In crude material terms, Donald Trump’s presidency benefited the media, with subscriptions, ratings and clicks all soaring. It’s therefore not surprising that lots of people believe his return to the center of our politics will once again generate obsessive interest. “When Trump Wins, So Does the Media,” the center-left writer Matthew Yglesias wrote in October. The Washington Post’s Philip Bump recently predicted that because of Trump’s presidential campaign, “cable news channels may soon see a resurgence.” Even warnings about the manifold ways a second Trump presidency could damage a free press tend to assume that four more years of MAGA pandemonium would be lucrative. The business model behind our ailing industry, wrote George Packer in The Atlantic, “works better with Trump.”
I’m not so sure this is true anymore. A few overarching questions animated Trump’s first term: Can he really get away with this? When will Republicans break with him? Will the law ever catch up? In a second Trump presidency, those questions would be answered. (Yes, never and no.) The constant hope that Trump could be exposed and even ousted would be gone. Thus among liberals, I suspect, the anxious hypervigilance sparked by Trump’s first election would be replaced, at least initially, by depression. In 2019, Viv Groskop wrote in The New York Review of Books about how some in Vladimir Putin’s Russia had resurrected the Soviet idea of internal exile or internal emigration, a disillusioned retreat from politics into private life and aesthetic satisfactions. If Trump is re-elected, I’d expect to see a lot of Americans adopting a similar stance as an emotional survival strategy. If that happens, the danger won’t be just to bottom lines in the news business. Though Trump thrives on attention, he’d be even more destructive without the pressure of sustained public outrage.
The Atlantic writer Jennifer Senior recently described the twitchy psychic landscape of the Trump-era liberal news fanatic: “I’d spent nearly five years scanning the veld for threats, indulging in the most neurotic form of magical thinking, convinced that my monitoring of Twitter alone was what stood between Trump and national ruin.” Such compulsive news consumers were a huge factor in the Trump-era journalism boom. “The increase that news organizations saw in terms of audience engagement during the first Trump administration, a lot of that was driven by people who consume a lot of news. They were just consuming more and more and more of it,” said Benjamin Toff, a journalism professor and an author of the new book “Avoiding the News.” “But a lot of the rest of the public, I think, was pretty disengaged from it.”
Since then, the ranks of the disengaged have grown. Trump keeps doing appalling things: In just the past couple of days, he nearly got thrown out of the second defamation trial brought against him by a woman he sexually abused, according to a jury, and then claimed on social media that presidents should enjoy absolute immunity from criminal prosecution even when they “cross the line.” But his misdeeds have lost the capacity to shock, and they no longer drive conversations. That might change if he is once again president, but like a virus, he won’t generate as strong a reaction when he’s no longer novel.
People who avoid the news, said Toff, tend to believe that nothing they do can change it. By contrast, the people who joined the Trump resistance had a great sense of personal efficacy. They poured into politics and organizing, sure that they had the power to mitigate the catastrophe of Trump’s election. But now, everywhere I look, I see a terrifying resignation.
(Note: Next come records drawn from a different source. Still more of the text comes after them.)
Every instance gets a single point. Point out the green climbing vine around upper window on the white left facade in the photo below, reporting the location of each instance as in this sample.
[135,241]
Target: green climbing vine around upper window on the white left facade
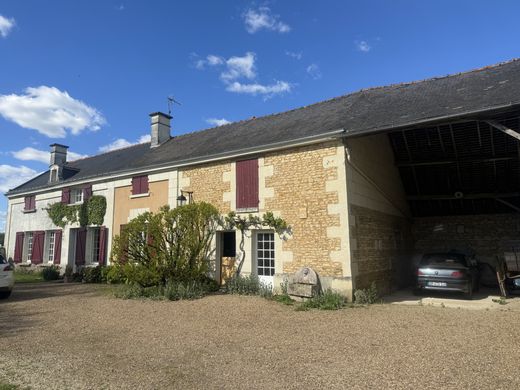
[90,212]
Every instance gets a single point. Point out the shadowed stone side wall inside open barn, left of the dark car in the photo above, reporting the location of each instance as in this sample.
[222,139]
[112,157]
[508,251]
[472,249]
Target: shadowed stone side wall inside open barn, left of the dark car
[380,221]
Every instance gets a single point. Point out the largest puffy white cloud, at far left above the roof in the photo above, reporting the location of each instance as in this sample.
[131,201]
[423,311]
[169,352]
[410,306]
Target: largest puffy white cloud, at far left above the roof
[50,112]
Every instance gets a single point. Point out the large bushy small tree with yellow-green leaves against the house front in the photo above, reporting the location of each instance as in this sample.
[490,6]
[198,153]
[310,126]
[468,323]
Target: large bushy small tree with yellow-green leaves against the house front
[171,244]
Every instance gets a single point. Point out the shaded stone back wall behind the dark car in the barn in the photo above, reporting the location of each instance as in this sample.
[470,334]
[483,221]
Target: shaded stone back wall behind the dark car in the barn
[488,236]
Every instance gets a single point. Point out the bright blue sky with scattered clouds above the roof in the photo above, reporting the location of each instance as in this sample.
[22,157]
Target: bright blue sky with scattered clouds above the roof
[88,73]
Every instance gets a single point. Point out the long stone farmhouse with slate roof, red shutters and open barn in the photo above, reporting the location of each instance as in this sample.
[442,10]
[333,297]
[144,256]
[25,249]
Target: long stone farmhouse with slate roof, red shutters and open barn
[365,180]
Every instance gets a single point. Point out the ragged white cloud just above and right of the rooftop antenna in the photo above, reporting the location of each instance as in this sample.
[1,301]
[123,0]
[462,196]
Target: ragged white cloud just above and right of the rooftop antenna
[237,68]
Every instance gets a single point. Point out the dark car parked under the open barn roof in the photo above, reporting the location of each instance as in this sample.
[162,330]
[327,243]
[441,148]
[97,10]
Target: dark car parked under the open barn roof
[448,271]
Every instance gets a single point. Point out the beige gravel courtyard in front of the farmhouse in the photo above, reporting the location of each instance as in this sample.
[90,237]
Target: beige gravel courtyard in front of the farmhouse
[56,336]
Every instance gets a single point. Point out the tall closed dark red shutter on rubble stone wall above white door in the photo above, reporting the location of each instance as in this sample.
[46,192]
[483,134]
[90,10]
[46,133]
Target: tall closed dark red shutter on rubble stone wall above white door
[247,184]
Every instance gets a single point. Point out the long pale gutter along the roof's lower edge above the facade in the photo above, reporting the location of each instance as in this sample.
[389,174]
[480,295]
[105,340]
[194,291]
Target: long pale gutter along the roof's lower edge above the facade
[314,139]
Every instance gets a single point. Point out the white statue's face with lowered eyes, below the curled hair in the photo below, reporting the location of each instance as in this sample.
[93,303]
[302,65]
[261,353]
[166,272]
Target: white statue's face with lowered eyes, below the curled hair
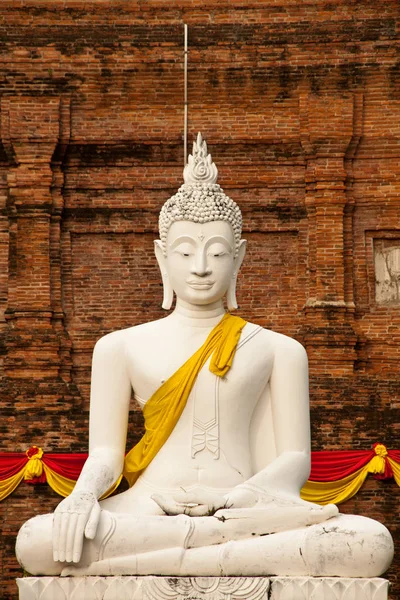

A potentially significant number of people on the left, particularly young ones, believe that because President Biden has disappointed them, it’s not worth voting for him to head off a Trump restoration. (Online, some have even adopted the sarcastic right-wing phrase “orange man bad,” meant to dismiss liberal revulsion against him.) Some centrist plutocrats have also made their peace with a Trump return. “U.S. Executives in Davos See a Trump Victory in 2024, and No Cause for Concern,” says a CNBC headline. As Jonathan Chait wrote recently, holding the anti-Trump coalition together “required maintaining a level of focus and willpower that has simply given out.” Who is going to want to be glued to the news of that failure?
Obviously, as a journalist, I have a vested interest in people caring about the news, but what really scares me is less the decline of profits in my industry than growing numbness and despair in the face of possible political calamity. I keep thinking of the early 1970s, another period when broad-based, idealistic social movements had recently fragmented, with some turning toward a militant sectarianism while others withdrew from politics, seeking self-realization in lifestyle experimentation. “Having no hope of improving their lives in any of the ways that matter, people have convinced themselves that what matters is psychic self-improvement: getting in touch with their feelings, eating health food, taking lessons in ballet or belly-dancing, immersing themselves in the wisdom of the East, jogging, learning how to ‘relate,’ overcoming the ‘fear of pleasure,’” wrote Christopher Lasch in his 1979 book, “The Culture of Narcissism.” It wouldn’t be surprising if people react to another Trump presidency in a similar fashion. (Already both psychedelics and polyamory are back in a big way.) The reboot of the Trump show would be a lot darker than the original. People who value their equanimity might decide it’s not worth watching.